Bugün, duyarlıların başka bir meydan okuma gösterisini getirdi. Paris saldırılarıyla ilgili kasvetli bir Avam Kamarası oturumu sırasında birer birer ayaklandılar ve İşçi Partisi önderliğinde çoğu zaman eksik olan evrenselci, liberal, engizisyoncu içgüdüleri dile getirdiler. Emma Reynolds, saldırıların suçunun yalnızca saldırganlarda olduğunu iddia etti (bunun bugünün İşçi Partisi’nde bile söylenmesi gerekir ki, partinin şu anda pusuya yattığı ahlaki derinliklerin bir göstergesidir). Pat McFadden, başka bir şey iddia etmenin “teröristleri çocuksu kılmak ve onlara çocukmuş gibi davranmak” anlamına geldiğini kaydetti. Mike Gapes, başbakanı Kürtlere acil hava desteği sunmaya çağırdı. Chuka Umunna, Bay Cameron’ın ulusal güvenliğe olan bağlılığını yineledi ve onu İngiliz polisinin ölümcül güç kullanabileceği çerçeveyi belirlemeye çağırdı.
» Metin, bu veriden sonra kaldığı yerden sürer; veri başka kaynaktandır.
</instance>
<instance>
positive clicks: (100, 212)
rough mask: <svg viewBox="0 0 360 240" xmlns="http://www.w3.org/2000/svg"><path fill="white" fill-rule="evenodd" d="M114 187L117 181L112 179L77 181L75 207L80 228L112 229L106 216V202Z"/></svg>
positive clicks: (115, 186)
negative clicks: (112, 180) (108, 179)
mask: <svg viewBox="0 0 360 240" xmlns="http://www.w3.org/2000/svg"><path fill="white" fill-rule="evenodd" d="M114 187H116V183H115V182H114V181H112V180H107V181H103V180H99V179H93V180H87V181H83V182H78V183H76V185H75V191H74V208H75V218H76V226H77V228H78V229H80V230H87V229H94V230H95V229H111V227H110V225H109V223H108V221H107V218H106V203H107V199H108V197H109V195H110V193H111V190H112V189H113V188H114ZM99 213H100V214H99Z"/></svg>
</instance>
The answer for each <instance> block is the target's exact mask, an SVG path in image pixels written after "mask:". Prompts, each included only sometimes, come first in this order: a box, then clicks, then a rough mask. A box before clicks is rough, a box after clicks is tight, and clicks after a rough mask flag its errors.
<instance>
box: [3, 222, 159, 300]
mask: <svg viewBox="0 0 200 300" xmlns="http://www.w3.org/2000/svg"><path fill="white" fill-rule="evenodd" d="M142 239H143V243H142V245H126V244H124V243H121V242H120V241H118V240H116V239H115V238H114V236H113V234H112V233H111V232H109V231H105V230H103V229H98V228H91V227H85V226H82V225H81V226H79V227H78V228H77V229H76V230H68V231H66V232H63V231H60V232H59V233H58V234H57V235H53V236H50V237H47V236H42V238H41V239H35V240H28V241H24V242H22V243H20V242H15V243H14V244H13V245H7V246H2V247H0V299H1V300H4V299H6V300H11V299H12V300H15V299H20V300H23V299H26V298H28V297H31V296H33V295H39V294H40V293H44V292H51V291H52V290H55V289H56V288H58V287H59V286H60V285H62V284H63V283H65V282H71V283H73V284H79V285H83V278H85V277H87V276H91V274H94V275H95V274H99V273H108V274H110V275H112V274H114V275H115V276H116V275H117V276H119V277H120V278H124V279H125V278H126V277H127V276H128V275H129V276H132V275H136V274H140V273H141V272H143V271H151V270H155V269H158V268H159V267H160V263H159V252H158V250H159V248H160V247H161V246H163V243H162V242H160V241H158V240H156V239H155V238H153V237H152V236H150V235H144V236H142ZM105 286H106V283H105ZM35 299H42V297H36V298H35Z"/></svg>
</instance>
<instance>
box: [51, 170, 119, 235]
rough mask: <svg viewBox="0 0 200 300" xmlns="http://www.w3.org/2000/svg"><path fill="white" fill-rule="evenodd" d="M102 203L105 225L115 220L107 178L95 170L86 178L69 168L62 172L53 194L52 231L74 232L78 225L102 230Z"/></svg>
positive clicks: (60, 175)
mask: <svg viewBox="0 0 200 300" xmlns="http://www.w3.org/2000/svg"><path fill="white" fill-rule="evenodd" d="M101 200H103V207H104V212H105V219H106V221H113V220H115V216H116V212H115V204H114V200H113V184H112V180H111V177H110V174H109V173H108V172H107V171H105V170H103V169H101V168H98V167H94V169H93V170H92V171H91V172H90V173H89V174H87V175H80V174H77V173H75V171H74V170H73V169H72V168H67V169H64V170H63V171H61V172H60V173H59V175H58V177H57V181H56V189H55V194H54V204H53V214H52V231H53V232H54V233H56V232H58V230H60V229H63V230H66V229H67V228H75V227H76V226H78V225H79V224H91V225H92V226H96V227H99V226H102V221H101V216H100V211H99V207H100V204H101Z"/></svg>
Bay Corbyn’in yakın zamanda gitmesi pek olası değil. Eylül ayında büyük bir yetki kazandı. Dahası, İşçi Partisi’nin ılımlı kanadındaki ezici fikir birliği, onun devrilmek yerine düşmesi gerektiği yönünde. Ancak o zaman, makul sayıda destekçisinin oy verdikleri çılgın siyaseti (belki de çoğu durumda, olumlu bir onaylamadan çok bir protesto olarak) yeniden düşünecek ve daha modern, ayakları yere basan bir alternatifi destekleyecektir.
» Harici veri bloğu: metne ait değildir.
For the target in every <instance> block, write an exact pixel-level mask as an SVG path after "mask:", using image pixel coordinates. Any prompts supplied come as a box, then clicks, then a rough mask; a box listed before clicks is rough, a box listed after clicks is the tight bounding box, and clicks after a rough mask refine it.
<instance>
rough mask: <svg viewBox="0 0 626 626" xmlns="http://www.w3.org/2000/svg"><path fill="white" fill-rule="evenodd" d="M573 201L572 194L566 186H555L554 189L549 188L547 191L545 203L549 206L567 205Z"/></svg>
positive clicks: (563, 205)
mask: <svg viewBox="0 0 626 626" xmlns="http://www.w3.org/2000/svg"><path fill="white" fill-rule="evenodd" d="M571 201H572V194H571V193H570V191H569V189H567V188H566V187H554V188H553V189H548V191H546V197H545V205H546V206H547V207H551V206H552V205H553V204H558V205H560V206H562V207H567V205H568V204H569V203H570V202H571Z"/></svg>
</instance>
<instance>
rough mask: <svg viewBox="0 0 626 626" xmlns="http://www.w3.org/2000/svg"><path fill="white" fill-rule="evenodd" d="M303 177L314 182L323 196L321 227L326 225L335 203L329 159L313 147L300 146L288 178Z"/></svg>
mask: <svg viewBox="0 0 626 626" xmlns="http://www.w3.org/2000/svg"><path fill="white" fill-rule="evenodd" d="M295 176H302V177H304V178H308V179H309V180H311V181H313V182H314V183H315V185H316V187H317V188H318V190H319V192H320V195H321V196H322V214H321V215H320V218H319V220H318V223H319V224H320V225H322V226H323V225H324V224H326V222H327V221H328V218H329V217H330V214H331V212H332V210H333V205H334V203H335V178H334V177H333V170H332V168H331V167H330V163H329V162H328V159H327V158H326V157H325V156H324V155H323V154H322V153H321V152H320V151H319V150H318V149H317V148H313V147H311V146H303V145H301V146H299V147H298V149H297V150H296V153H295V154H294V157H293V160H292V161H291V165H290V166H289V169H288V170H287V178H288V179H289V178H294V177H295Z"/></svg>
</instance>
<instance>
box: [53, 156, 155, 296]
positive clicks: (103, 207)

Yine de İşçi Partisi için son birkaç gün önemli çünkü bu günler partiyi liderinin umutsuz olduğunun kabulüne biraz daha yaklaştırdı. Bu, önümüzdeki ayın başlarında, Oldham West ve Royton ara seçiminde vurgulanabilir. Liderlik kampanyasında Bay Corbyn’in destekçilerinin öne sürdüğü en keskin iddialardan biri, onun açık sözlü tarzının, popülist Birleşik Krallık Bağımsızlık Partisi’nin şu anda ciddi bir varlık gösterdiği koltuklarda partinin Eski İşçi Partisi seçmenlerini geri kazanmasına yardımcı olacağıydı. Ara seçim bunu test edecek ve – geçen hafta koltuğa yaptığım ziyaretim bir şey olacaksa – eksik bulacaktır. Köşemden alıntı yapmak için:
İşçi Partisi’nin koltuktaki galibiyeti yankı uyandırmaktan başka bir şey değilse – ki bu tamamen mümkün görünüyor – parti genelindeki milletvekilleri umutları hakkında endişelenmeli. Ama harekete geçecekler mi? Benim görüşüme göre, Paris saldırılarını ve partinin tepkisini takip ettikten sonra, artık mesele bir sonraki seçimde %30’u aşıp aşmamak değil, %20’yi geçip geçemeyeceği meselesidir. Seçmenler günlük siyasi karmaşaya çok ama çok az ilgi gösteriyor. Ancak birkaç şey fark edilir. Oldham kapılarının eşiğinde geçirdiğim öğleden sonra (Paris saldırılarından önce bile) ortaya koyduğu gibi, İşçi Partisi’nin İngiliz vatandaşları için ne ölçüde ayağa kalkması gerektiği konusundaki belirsizliği bunlardan biri. Bu ne kadar uzun sürerse, partinin imajına verilen zarar o kadar büyük olur. Ilımlılar, liderlerinden (haklı olarak) farklı bir vurgu benimsiyor ve sonunda onun elinden kayıp gitmesini bekliyor. Ancak son günler bunun yeterli olmadığını gösterdi. Onu aktif bir şekilde koltuğundan indirmeyi ve onu kazanmayı hak etmediği bir göreve sokan kişiye rakip olacak bir taban inşa etmeyi düşünmeye başlamalılar.